Challenges to the Peace "Conference"

The survey found that more than 56 percent said they were pessimistic or very pessimistic towards the ability of both sides to reach a peaceful settlement to the Israeli occupation.

Given the current political climate and the Israeli unilateral steps within the Occupied Palestinian Territory, the level of pessimism should not come as a surprise. According to a June 2007 Peace Now report, there are 560 roadblocks and checkpoints in the West Bank of which only 35 lead into Israel. The report found that almost all of the roadblocks are internal, thus they are not the last point of entry into Israel. The report concluded that "there is no immediate security necessity in order to prevent a terror infiltration into Israel." The report also adds that "these roadblocks restrict the freedom of movement for the majority of Palestinians, as a short journey between areas is turned into a trip with lengthy waiting periods at each checkpoint."

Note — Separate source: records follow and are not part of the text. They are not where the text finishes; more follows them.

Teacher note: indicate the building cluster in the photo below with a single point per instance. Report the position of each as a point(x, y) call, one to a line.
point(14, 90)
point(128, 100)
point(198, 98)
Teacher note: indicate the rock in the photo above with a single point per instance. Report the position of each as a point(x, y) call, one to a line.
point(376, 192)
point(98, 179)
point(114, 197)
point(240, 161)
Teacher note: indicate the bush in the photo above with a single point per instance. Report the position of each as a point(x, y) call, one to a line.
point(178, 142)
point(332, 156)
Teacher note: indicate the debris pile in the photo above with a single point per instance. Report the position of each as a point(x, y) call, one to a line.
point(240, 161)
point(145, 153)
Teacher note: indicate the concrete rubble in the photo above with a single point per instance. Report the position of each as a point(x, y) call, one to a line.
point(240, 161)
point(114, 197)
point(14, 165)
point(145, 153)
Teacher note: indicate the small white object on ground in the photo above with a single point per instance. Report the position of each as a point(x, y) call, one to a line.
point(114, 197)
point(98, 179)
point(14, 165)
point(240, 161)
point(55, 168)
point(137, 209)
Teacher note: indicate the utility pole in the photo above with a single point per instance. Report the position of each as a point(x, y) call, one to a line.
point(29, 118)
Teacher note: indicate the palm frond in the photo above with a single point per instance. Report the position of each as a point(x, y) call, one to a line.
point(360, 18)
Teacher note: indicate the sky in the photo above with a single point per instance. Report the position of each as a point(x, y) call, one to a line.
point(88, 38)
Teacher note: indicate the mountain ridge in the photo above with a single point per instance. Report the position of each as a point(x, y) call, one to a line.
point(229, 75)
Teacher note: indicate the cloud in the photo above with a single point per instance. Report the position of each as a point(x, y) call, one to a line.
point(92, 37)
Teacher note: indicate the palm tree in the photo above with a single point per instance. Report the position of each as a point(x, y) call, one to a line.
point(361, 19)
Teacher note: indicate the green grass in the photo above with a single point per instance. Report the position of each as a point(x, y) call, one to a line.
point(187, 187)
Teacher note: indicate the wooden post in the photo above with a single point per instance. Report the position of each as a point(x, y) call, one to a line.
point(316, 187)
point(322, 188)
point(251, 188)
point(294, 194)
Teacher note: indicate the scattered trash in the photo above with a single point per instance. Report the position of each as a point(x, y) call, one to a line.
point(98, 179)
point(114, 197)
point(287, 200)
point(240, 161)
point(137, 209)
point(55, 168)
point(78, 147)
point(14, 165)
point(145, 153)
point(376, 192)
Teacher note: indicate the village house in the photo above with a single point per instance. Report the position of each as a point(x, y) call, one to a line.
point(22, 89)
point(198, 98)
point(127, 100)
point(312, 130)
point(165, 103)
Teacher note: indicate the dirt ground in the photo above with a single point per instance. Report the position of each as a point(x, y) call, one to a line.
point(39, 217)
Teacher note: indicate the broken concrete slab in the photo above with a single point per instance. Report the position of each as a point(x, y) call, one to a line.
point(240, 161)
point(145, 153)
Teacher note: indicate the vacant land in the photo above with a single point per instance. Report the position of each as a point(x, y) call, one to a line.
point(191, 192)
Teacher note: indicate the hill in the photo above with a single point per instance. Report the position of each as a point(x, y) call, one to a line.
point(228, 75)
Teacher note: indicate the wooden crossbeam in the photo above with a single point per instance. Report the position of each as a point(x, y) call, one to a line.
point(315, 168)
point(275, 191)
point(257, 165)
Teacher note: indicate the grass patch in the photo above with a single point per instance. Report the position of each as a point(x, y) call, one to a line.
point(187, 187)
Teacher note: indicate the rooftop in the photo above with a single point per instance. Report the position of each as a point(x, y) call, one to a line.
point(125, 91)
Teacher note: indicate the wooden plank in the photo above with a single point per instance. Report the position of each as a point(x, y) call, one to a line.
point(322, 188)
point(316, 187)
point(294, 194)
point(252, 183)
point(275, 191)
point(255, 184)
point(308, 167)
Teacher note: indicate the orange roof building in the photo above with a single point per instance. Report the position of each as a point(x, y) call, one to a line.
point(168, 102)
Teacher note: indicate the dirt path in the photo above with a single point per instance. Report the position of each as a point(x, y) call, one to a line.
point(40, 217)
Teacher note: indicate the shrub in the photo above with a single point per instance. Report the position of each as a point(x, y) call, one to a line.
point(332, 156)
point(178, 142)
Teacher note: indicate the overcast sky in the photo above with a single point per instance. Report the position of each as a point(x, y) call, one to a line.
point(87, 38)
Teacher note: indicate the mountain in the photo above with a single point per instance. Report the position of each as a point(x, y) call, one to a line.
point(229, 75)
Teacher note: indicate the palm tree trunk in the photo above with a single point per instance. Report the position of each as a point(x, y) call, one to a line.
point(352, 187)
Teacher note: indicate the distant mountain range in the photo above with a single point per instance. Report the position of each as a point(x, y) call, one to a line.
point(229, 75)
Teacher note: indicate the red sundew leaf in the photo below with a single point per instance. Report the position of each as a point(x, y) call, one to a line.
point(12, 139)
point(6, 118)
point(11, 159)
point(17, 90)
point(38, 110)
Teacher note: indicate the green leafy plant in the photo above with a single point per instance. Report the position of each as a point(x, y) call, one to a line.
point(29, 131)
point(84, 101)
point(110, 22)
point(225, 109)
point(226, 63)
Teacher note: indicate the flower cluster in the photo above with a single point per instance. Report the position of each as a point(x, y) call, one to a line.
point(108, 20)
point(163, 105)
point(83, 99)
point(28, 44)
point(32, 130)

Roadblock and closures have devastating effects on the Palestinian economy and Palestinians’ ability to access health care facilities, jobs and educational institutions. This is especially troublesome given that, according to Palestinian Bureau of Statistics’ second quarter figures for 2007, the majority of the Palestinian population, 45 percent, is of school age, 14 years-old or younger. The bureau found that in the first quarter of 2007, one-fifth of the labor force was unemployed; 29.5 percent of families live under the poverty line and 10 out of every 100 child has chronic malnutrition.